Quote Originally Posted by Dienekes View Post
However, it is revealed quite powerfully and deliberately that Bond does not care about her and was only using her to get to her boss a couple scenes later. And from that you can take the message of the move that the former sex slaves only purpose is to be used and maneuvered about by powerful men. I don’t think that was the message the writers were shooting for. But that’s the story they ended up writing.
That's the case with most bad messages, though. People rarely intend to write them. They just think it, consciously or subconsciously, and so they put it in their writing.

C.S. Lewis is the only author I actually read (I know of a few, but would never read their books) who managed to put the messages: "feminism is bad" "vegetarians are bad" and "people who don't drink alcohol are bad" into one novel on purpose. All personified by one boy, who is intentionally unsympathetic, and promptly changes his ways as the story goes on. (Granted, his whining that Lucy gets a room for herself while he doesn't isn't feminist, but since his feminist mother is blamed for this attitude and Lewis consistently opposes feminism, I think hating on feminism was the purpose)

Except for the misogyny, though, those intentionally included messages are quite lost and easy to ignore, since it's a medieval themed world where everyone drinks alcohol and eats meat, and the topic is never brought up again.
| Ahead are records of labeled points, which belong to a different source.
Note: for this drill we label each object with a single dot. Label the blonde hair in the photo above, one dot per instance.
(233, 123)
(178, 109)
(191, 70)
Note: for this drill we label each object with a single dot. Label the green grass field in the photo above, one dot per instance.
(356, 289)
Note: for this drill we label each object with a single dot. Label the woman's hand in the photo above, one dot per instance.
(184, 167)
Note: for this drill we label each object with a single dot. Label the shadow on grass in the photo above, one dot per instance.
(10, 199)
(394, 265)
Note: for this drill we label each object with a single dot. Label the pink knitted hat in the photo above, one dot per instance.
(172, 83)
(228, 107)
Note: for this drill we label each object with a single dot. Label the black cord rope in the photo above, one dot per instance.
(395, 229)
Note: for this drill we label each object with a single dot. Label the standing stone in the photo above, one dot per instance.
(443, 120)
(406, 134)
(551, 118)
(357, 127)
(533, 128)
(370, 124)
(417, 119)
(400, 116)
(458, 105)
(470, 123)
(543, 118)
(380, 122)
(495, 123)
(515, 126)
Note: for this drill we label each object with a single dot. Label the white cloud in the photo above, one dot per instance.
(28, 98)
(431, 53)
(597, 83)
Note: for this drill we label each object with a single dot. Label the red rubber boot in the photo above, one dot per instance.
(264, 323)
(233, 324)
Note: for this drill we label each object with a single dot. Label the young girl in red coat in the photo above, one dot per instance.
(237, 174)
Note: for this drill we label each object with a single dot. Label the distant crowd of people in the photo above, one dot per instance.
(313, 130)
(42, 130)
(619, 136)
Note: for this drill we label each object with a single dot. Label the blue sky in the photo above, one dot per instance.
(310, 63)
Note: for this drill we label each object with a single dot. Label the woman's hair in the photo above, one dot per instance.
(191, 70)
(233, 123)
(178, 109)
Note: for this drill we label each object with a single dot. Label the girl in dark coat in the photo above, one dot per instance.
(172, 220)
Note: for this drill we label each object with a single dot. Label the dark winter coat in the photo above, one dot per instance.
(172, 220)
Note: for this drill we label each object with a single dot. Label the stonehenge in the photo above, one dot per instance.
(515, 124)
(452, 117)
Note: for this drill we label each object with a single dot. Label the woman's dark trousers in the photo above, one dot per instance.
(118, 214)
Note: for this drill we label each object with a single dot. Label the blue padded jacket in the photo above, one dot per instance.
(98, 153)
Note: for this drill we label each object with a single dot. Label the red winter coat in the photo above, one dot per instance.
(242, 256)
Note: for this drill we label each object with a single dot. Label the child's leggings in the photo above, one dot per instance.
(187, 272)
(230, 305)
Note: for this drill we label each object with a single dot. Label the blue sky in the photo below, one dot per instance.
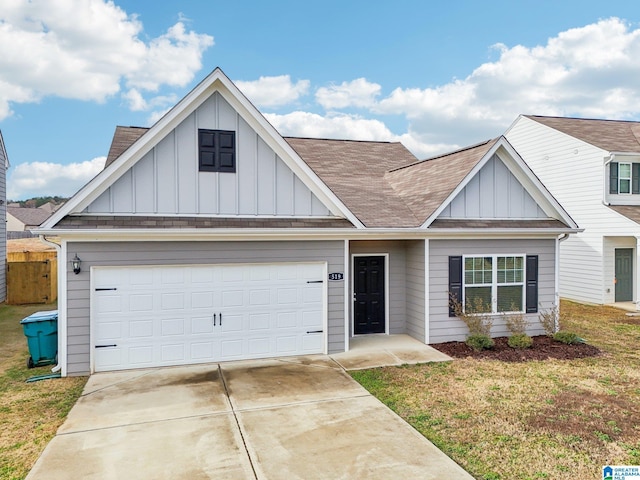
(434, 75)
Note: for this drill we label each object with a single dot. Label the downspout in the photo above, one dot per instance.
(559, 239)
(58, 248)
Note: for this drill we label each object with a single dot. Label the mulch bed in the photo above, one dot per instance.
(543, 348)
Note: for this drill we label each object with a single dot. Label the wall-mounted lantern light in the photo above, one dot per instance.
(75, 264)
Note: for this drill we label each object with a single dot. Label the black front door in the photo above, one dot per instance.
(369, 295)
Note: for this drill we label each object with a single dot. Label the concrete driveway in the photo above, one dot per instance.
(293, 418)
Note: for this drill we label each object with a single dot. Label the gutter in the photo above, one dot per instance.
(58, 248)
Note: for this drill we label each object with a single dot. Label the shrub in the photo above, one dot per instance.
(520, 340)
(516, 322)
(549, 320)
(472, 315)
(480, 341)
(569, 338)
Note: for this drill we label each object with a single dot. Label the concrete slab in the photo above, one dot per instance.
(147, 395)
(352, 438)
(374, 351)
(267, 383)
(193, 448)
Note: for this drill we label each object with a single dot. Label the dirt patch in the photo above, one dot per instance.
(543, 348)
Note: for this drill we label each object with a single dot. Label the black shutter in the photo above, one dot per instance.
(531, 288)
(613, 177)
(455, 282)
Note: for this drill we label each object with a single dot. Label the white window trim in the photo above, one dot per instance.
(630, 178)
(494, 280)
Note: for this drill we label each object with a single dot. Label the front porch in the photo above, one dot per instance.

Lewis obviously had no deeply ingrained hatred of teetotallers or vegetarians that could have subconsciously seeped into his writing. His attitude to women, on the other hand, could, and did, and as such is much more likely to either repulse or influence readers.


Protagonist centred morality may be done on purpose in some cartoons for children, but I don't think there are many serious writers who intentionally sit down and do it.